Generated parser still parsing whitespaces although they are disabled
Nafaryus27 opened this issue · comments
I have a grammar in which I needed to disable whitespace parsing so I put @@WHITESPACE::None
.
When using the parser with :
parser = tatsu.compile(grammar)
ast = parser.parse(text)
It behaves as expected, not parsing whitespaces and letting the rules I defined do their job.
Now, I tried generating parser code, so using first
python -m tatsu grammar.ebnf --outfile parser.py
, importing parser.py
and then using the MyParser
class that has been generated :
from parser import MyParser
parser = MyParser()
ast = parser.parse(text)
However, this gave me an error where it could not find a rule (something like rule= " some string ";
so a basic string rule containing whitespaces)
Now, I noticed that in the generated parser code, when it creates the ParserConfig
(in both Buffer
and Parser
class), it looks like this :
config = ParserConfig.new(
config,
owner=self,
whitespace=None,
nameguard=None,
ignorecase=False,
namechars='',
parseinfo=False,
comments_re=None,
eol_comments_re=None,
keywords=KEYWORDS,
start='start',
)
and by changing whitespace=None
to whitespace=''
(in both class) it fixes the issue and behaves as expected, not parsing the whitespaces.
Though, I don't want to have to go into the generated code and modify this each time I regenerate the parser, so I search a bit and found that there is a --whitespace
parameter that we can pass to tatsu when using the command line, but even if I put --whitespace ''
it still puts None
in the generated code.
I also found that specifying the whitespace=''
argument when using the parser also solves the issue:
from parser import MyParser
parser = MyParser(whitespace='')
ast = parser.parse(text)
However I find this to be just a temporary solution as I would prefer to have everything regarding the parser config/rules to be in the grammar. Also, since there is already the @@whitespace
directive in the grammar, one would expect that it works no matter the way we use the parser.

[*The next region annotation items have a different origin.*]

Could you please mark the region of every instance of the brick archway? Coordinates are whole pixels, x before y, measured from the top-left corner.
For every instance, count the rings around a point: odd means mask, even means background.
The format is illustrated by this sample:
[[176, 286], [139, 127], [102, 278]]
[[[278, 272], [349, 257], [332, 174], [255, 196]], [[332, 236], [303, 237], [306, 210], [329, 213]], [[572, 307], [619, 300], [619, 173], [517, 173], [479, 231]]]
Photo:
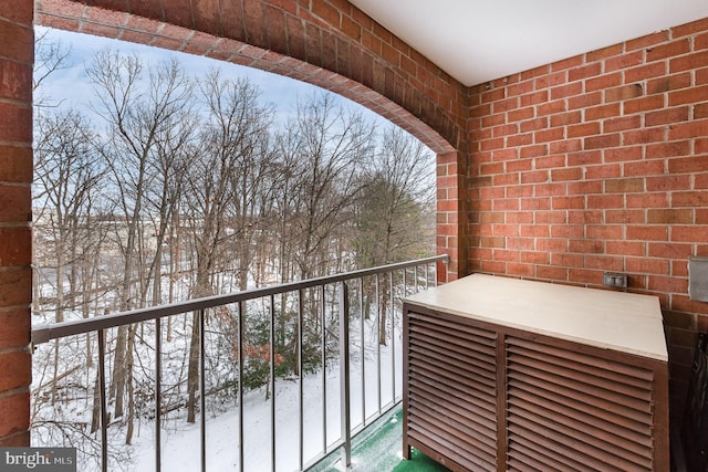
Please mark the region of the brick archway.
[[[25, 0], [29, 1], [29, 0]], [[438, 155], [442, 280], [465, 274], [468, 90], [345, 0], [42, 0], [35, 23], [261, 69], [345, 96]]]

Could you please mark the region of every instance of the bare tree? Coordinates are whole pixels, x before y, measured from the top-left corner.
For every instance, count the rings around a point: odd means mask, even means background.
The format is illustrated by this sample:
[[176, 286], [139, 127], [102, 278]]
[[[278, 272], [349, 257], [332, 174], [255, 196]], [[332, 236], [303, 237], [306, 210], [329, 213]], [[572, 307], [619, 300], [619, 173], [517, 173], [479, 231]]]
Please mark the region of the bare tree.
[[[381, 148], [362, 177], [366, 185], [352, 241], [358, 266], [399, 262], [433, 251], [434, 162], [433, 153], [403, 129], [391, 126], [384, 130]], [[375, 302], [381, 344], [387, 339], [391, 290], [382, 284]]]
[[[96, 90], [94, 112], [106, 123], [107, 141], [103, 146], [104, 158], [113, 176], [113, 188], [125, 224], [125, 238], [118, 238], [124, 256], [123, 281], [121, 285], [119, 310], [125, 311], [144, 303], [149, 277], [138, 269], [155, 264], [145, 261], [140, 254], [140, 240], [147, 220], [148, 189], [164, 188], [156, 182], [169, 176], [156, 172], [155, 162], [160, 161], [160, 151], [174, 150], [174, 128], [184, 118], [190, 105], [192, 85], [185, 72], [173, 60], [152, 64], [145, 73], [144, 64], [137, 55], [124, 55], [116, 51], [103, 50], [96, 53], [86, 73]], [[163, 156], [164, 157], [164, 156]], [[160, 203], [174, 202], [160, 192]], [[165, 209], [166, 212], [171, 210]], [[169, 218], [160, 219], [169, 221]], [[162, 229], [164, 238], [166, 230]], [[140, 256], [143, 255], [143, 256]], [[134, 280], [138, 280], [137, 287]], [[111, 394], [115, 398], [115, 416], [122, 417], [126, 382], [131, 394], [133, 381], [133, 349], [135, 327], [118, 328], [115, 350], [115, 368]], [[132, 398], [128, 395], [128, 400]], [[128, 403], [126, 443], [133, 436], [133, 402]]]
[[334, 103], [333, 95], [313, 95], [300, 103], [293, 147], [285, 159], [296, 177], [288, 210], [298, 251], [293, 252], [301, 279], [324, 274], [340, 263], [333, 242], [348, 225], [362, 186], [358, 170], [372, 153], [374, 129], [361, 114]]
[[[252, 222], [257, 212], [253, 186], [268, 158], [270, 111], [260, 105], [260, 91], [247, 80], [225, 80], [212, 70], [199, 84], [207, 109], [200, 146], [194, 149], [184, 210], [197, 256], [192, 296], [214, 294], [212, 275], [223, 263], [229, 242], [239, 270], [248, 269]], [[266, 154], [264, 154], [266, 153]], [[240, 276], [244, 280], [244, 275]], [[188, 365], [187, 421], [196, 418], [199, 367], [199, 314], [192, 315]]]
[[[76, 111], [46, 112], [38, 116], [34, 169], [39, 186], [34, 200], [41, 208], [38, 229], [51, 238], [53, 245], [54, 263], [44, 264], [43, 272], [53, 272], [56, 323], [64, 321], [65, 310], [75, 307], [76, 294], [90, 292], [90, 281], [82, 280], [80, 287], [77, 277], [81, 260], [94, 242], [91, 207], [104, 176], [93, 140], [88, 123]], [[56, 377], [59, 342], [54, 347]], [[54, 384], [52, 405], [55, 396]]]

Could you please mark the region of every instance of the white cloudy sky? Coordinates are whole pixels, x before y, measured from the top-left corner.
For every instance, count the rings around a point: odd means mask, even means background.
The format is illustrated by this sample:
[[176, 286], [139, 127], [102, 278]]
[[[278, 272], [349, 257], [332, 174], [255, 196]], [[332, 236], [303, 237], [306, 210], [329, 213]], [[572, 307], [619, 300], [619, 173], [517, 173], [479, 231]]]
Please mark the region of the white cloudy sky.
[[[251, 83], [258, 84], [262, 91], [262, 99], [275, 105], [277, 114], [283, 118], [293, 113], [298, 99], [311, 96], [319, 88], [290, 77], [272, 74], [258, 69], [244, 67], [222, 61], [211, 60], [205, 56], [168, 51], [125, 41], [111, 40], [87, 34], [66, 32], [55, 29], [37, 27], [38, 38], [45, 34], [46, 40], [61, 41], [64, 46], [71, 48], [71, 67], [54, 72], [42, 84], [40, 94], [51, 97], [53, 101], [63, 101], [63, 104], [84, 108], [93, 94], [85, 73], [85, 64], [91, 61], [93, 53], [104, 48], [118, 49], [122, 52], [137, 52], [146, 62], [159, 62], [174, 55], [184, 65], [186, 71], [198, 75], [210, 67], [219, 67], [225, 75], [235, 77], [248, 77]], [[388, 123], [378, 115], [351, 102], [339, 97], [344, 106], [361, 111], [367, 119], [375, 123]]]

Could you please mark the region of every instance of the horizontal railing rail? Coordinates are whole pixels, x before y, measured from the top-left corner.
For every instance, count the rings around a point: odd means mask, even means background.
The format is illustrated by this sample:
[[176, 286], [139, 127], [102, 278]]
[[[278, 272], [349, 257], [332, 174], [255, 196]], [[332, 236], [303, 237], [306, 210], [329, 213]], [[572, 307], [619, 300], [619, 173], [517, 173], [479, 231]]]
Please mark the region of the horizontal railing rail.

Please post a minimal grammar to test this?
Please also provide the version of TatSu you're using?
Also, have you tried using this in the grammar?
@@whitespace :: ''
This problem is probably caused by the configuration protocol (ParserConfig
) treating None
as an absent value, and not as the desired value.
A possible solution may be to make Parserconfig.whitespace = ''
, so no whitespace processing is done by default. It may be useful to disallow @@whitespace :: None
to avoid confusion.
I'm using version 5.12
I tried @@whitespace::''
but it cannot work as it's not a regexp, but even with //
(for an empty regexp) it does not worked either.
You can use this for example :
example.txt
:
This is a test
grammar.ebnf
:
@@whitespace::None
start = "This is a" test;
test = " test";
When using:
import tatsu
with open("example.txt", "r") as f:
text = f.read()
with open("grammar.ebnf", "r") as f:
grammar = f.read()
parser = tatsu.compile(grammar)
ast = parser.parse(text)
print(ast)
It gives the correct result :
('This is a', ' test')
However when using the generated parser (python3 -m tatsu grammar.ebnf --outfile parser.py
)
using python parser.py example.txt
gives this error (full error on pastebin):
tatsu.exceptions.FailedToken: example.txt(1:11) expecting ' test' :
This is a test
^
test
start
Which shows clearly that the parser skipped over the whitespace before "test", although it was not supposed to.
I also found that this behavior might have already been known since in parser_semantics.py
there is :
def grammar(self, ast, *args):
directives = {d.name: d.value for d in flatten(ast.directives)}
keywords = list(flatten(ast.keywords)) or []
if directives.get('whitespace') in {'None', 'False'}:
# NOTE: use '' because None will _not_ override defaults in configuration
directives['whitespace'] = ''
Which I guess is why there is no issue when using the parser with tatsu.compile(...)
So maybe do a similar thing as above in the parser code generator, or allow ''
as a possible value for @@whitespace::
Also, an other solution would be to set @@whitespace::
to an unused character (like '␟' or some other weird unicode character) but that's not very elegant...
I'll solve this on my next pass over TatSu.
If there's a pull request (that includes a unit test) before that, I'll merge it.
Thanks !